Indeed, the PCA in that example is based on peptide intensity values. If you want to compute protein intensities from the same peptide-level data, you can use the MaxLFQ algorithm to "rollup" or "summarize" peptides to protein-level. Below snippet shows how to do this using the MS-DAP function rollup_pep2prot (assuming you did library(msdap) sometime earlier). You can plug the resulting matrix_sample_intensities variable into the same PCA plotting code that was shared earlier.

tib_noexclude = dataset$peptides %>% 
  filter(!is.na(intensity_all_group)) %>%
  select(peptide_id, protein_id, sample_id, intensity = intensity_all_group)
matrix_sample_intensities = rollup_pep2prot(tib_noexclude, intensity_is_log2 = TRUE, rollup_algorithm = "maxlfq", return_as_matrix = TRUE)

[ftwkoopmans]

Hi Frank, I took note that the given function is able to extract most but not all datapoints as shown in the built in PCA viz. Notably in my example there are 2 datapoints which are extracted with completely different coordinates (flagged in 'red', left: bilt in PCA viz, right: re-calculated based on your functions), which does not make sense from the known batch effect...

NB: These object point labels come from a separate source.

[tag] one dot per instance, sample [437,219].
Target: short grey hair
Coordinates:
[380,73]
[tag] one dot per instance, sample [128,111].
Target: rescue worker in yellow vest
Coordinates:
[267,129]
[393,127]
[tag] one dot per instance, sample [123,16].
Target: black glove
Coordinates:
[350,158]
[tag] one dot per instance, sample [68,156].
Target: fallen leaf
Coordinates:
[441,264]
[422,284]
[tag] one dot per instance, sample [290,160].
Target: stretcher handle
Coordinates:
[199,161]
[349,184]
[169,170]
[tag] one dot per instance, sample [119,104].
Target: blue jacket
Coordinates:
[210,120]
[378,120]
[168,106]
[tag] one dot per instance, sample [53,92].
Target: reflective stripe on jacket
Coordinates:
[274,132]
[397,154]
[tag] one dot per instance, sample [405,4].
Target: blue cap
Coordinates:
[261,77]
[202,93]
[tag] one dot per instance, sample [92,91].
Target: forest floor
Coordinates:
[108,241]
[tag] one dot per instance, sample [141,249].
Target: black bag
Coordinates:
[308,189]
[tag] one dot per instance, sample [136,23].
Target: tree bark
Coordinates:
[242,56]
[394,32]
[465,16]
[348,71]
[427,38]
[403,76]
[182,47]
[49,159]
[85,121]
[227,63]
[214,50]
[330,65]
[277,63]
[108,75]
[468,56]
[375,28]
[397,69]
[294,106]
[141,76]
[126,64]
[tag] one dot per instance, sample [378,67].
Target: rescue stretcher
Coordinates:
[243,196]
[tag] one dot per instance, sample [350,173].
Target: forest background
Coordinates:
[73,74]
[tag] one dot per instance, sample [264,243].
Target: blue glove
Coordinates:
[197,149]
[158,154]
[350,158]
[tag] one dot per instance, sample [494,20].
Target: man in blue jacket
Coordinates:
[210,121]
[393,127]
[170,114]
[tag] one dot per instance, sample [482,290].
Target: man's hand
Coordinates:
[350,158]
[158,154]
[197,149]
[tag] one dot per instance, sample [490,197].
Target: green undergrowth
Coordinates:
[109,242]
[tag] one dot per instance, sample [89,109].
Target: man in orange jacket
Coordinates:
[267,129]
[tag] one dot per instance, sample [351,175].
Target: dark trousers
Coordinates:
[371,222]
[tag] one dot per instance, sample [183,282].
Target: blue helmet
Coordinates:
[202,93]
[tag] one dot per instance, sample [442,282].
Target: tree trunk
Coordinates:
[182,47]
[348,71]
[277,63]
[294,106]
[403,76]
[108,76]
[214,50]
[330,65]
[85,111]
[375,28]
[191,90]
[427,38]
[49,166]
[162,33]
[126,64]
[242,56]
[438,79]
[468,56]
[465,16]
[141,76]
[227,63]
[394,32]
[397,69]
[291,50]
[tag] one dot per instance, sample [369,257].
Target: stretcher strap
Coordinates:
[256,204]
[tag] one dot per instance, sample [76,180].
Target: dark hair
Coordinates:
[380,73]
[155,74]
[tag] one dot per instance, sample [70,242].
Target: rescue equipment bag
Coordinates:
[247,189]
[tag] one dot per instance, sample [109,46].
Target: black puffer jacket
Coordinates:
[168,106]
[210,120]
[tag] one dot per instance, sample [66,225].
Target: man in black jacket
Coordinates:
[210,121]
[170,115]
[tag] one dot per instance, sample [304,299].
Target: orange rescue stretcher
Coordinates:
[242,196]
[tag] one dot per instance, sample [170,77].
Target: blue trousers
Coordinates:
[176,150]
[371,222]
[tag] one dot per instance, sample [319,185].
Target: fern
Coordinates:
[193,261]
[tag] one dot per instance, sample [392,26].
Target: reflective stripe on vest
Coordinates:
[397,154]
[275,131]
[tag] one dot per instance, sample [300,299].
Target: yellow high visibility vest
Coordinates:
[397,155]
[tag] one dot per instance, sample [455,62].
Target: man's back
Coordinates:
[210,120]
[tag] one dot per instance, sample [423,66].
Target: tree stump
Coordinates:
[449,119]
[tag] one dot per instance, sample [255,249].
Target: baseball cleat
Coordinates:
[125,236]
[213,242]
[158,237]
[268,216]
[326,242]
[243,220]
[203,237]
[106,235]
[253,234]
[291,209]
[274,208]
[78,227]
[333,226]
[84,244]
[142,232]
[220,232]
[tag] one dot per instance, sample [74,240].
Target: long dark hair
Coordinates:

Do you know why this happend here, and what I could do to really extract the data as shown in the "original" PCA?

The coordinates in both PCA figures look quite similar to me by eye but without having access to your dataset it's impossible for me to figure out where the descrepancy between both figures is coming from. For instance, is the PCA function shared in my earlier post giving slightly different coordinates than the report PDF, or is something amiss with the color-coding / matching-to-sample-ids in your example plot/code? (ergo, the PCA coords are the same but sample labeling is not)

If you're having a hard time debugging this, feel free to email your report.pdf and dataset.RData files (both files are in the MS-DAP output folder, please share via dropbox or something) to me and I'll try to reproduce the PCA in the report using your dataset.